RezaKakooee / space_layout_gym

MIT License
8 stars 1 forks source link

Should initial losses be NaN? #4

Open jloveric opened 1 month ago

jloveric commented 1 month ago

This could be entirely due to my setup and any mods to get it runningn (but also posting in case anyone else runs into it), but the initial losses are NaN due to tensors being empty. During training they have a size, but later on they are empty and so return Nan as loss (so it's not due to underflow or overflow). Maybe you've seen this issue. Trying to get to the bottom of it

actor_loss tensor(nan, device='cuda:0', grad_fn=<NegBackward0>) critic_loss tensor(nan, device='cuda:0', grad_fn=<MaximumBackward0>) entropy_loss tensor(nan, device='cuda:0', grad_fn=<MeanBackward0>) loss tensor(nan, device='cuda:0', grad_fn=<SubBackward0>)

and a few of the tensors being used inside the loss

b_log_pis tensor([], device='cuda:0') mb_advantage tensor([], device='cuda:0') new_mb_log_pis tensor([], device='cuda:0', grad_fn=<SqueezeBackward1>) new_mb_values tensor([], device='cuda:0', size=(0, 1), grad_fn=<AddmmBackward0>) mb_qvalue tensor([], device='cuda:0') mb_values tensor([], device='cuda:0') new_mb_entropies tensor([], device='cuda:0', grad_fn=<NegBackward0>)

initially these actually have a size during every training step.

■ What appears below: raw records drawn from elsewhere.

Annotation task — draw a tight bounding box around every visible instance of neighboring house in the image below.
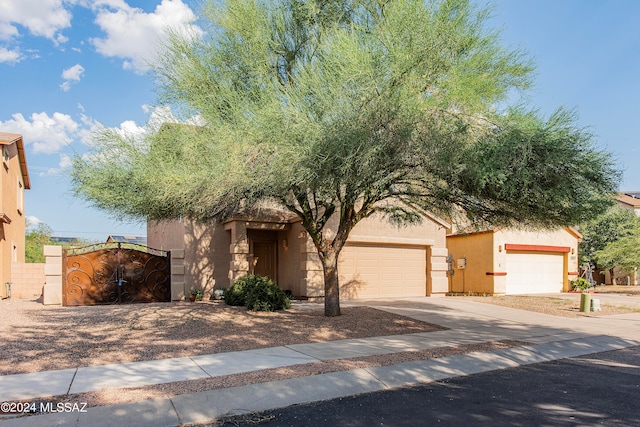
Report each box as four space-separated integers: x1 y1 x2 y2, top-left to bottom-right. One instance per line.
107 235 147 245
447 228 582 295
49 236 82 246
0 132 31 298
147 209 449 299
604 191 640 286
616 191 640 217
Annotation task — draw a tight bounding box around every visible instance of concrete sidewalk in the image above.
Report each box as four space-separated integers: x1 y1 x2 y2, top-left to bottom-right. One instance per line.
0 298 640 426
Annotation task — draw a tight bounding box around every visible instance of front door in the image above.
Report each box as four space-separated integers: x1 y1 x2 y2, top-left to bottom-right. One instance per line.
253 240 277 282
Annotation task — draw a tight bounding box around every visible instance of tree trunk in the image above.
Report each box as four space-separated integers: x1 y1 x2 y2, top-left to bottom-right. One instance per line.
320 249 340 317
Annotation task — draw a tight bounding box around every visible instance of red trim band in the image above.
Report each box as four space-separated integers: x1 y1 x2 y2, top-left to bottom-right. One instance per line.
504 243 571 253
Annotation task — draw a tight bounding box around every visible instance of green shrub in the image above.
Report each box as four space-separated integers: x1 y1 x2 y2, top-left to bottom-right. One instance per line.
224 275 291 311
245 280 291 311
222 276 250 306
571 277 591 291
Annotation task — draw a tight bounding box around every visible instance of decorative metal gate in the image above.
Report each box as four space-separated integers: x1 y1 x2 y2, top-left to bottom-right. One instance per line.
62 243 171 305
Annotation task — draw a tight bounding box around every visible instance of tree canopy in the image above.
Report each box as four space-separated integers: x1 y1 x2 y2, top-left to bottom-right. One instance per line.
72 0 617 315
579 205 640 270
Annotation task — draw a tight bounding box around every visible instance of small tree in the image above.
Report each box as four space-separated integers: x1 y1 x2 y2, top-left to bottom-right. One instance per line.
72 0 618 316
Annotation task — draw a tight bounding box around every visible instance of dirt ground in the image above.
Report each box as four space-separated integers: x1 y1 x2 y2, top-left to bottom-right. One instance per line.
460 286 640 318
0 300 443 375
0 286 640 412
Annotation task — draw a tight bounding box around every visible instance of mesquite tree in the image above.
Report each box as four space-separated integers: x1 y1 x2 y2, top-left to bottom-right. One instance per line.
73 0 617 316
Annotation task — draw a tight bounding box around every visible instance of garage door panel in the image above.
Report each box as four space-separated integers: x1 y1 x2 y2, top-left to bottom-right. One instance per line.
506 252 564 295
338 245 427 298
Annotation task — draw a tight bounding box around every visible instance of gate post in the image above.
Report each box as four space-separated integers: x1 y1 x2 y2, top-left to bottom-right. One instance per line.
42 245 62 305
171 249 187 301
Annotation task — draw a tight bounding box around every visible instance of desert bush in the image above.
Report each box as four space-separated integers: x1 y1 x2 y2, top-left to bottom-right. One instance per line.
224 274 291 311
571 277 591 291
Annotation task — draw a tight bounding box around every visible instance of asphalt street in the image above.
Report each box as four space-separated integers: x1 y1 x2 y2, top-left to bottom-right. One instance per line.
215 346 640 427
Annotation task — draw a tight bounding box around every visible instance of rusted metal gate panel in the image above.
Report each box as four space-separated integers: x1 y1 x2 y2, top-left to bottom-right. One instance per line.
62 243 171 305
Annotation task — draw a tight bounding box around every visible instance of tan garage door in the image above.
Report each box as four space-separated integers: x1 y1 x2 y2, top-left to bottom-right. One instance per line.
506 252 564 295
338 244 427 299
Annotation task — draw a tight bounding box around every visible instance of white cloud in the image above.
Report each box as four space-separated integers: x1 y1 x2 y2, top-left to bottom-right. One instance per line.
62 64 84 81
0 112 80 154
27 215 42 228
0 0 71 44
0 46 22 63
60 64 84 92
40 154 73 176
91 0 202 73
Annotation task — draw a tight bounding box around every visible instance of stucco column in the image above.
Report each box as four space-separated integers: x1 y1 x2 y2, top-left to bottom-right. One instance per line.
427 246 449 297
171 249 187 301
42 245 62 305
225 221 250 285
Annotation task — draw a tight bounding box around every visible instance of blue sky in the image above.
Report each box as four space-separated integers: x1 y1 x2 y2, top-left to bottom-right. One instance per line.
0 0 640 240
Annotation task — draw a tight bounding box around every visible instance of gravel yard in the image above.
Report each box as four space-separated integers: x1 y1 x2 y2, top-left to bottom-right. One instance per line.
0 300 443 375
0 287 640 414
460 286 640 318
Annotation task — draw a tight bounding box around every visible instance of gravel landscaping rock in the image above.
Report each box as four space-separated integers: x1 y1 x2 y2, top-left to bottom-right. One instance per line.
0 300 445 375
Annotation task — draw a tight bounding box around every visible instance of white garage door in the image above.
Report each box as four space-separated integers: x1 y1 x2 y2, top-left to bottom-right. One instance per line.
338 244 427 299
506 252 564 295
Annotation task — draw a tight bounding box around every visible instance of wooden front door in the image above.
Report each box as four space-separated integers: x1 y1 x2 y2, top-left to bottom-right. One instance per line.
253 241 278 282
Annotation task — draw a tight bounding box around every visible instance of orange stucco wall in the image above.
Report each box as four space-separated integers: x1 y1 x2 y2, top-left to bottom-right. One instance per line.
447 232 495 294
447 228 580 295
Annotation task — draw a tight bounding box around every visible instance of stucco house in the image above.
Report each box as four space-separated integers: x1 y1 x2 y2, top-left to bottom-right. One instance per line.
0 132 31 298
447 228 582 295
147 209 449 300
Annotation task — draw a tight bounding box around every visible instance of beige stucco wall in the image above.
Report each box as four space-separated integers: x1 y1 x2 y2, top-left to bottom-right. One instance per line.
300 212 448 297
147 211 448 297
0 143 26 298
11 262 45 299
147 219 231 299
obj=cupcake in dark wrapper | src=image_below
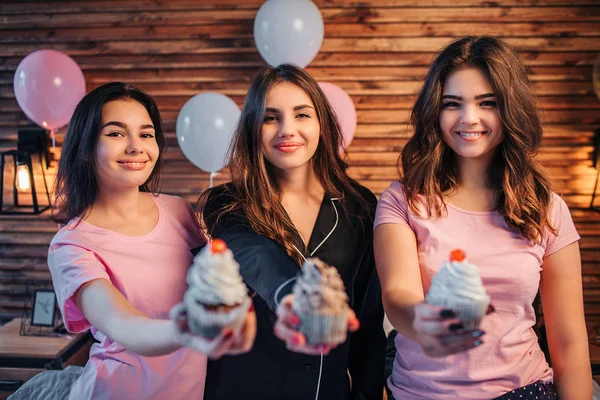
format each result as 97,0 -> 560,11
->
292,258 -> 349,346
183,239 -> 251,339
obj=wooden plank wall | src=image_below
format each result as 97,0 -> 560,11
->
0,0 -> 600,334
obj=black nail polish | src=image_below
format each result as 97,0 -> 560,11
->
448,323 -> 464,332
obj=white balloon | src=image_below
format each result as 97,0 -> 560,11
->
254,0 -> 325,68
175,92 -> 241,172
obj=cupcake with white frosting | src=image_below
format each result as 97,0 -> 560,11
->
184,239 -> 251,339
292,258 -> 349,346
426,250 -> 490,330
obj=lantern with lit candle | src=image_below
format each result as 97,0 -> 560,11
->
0,129 -> 50,214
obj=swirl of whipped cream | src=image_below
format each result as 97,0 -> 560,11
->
293,258 -> 348,313
427,260 -> 489,304
186,246 -> 248,306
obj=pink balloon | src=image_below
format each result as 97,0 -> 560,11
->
319,82 -> 356,148
13,50 -> 85,131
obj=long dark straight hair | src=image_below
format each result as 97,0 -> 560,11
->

jloveric commented 1 month ago

Ok, I figure it out. For some reason the starting index was going beyond those defined in indices. Fixed in my fork here https://github.com/RezaKakooee/space_layout_gym/compare/SpaceLayoutGym-v0...jloveric:space_layout_gym:SpaceLayoutGym-v0#diff-af26a04a04e22cd3dd1bcf7161a6c39ac8e5347972abc6d83124d48f3d0c7437R88 Added the line

if start > len(indices) :
                    break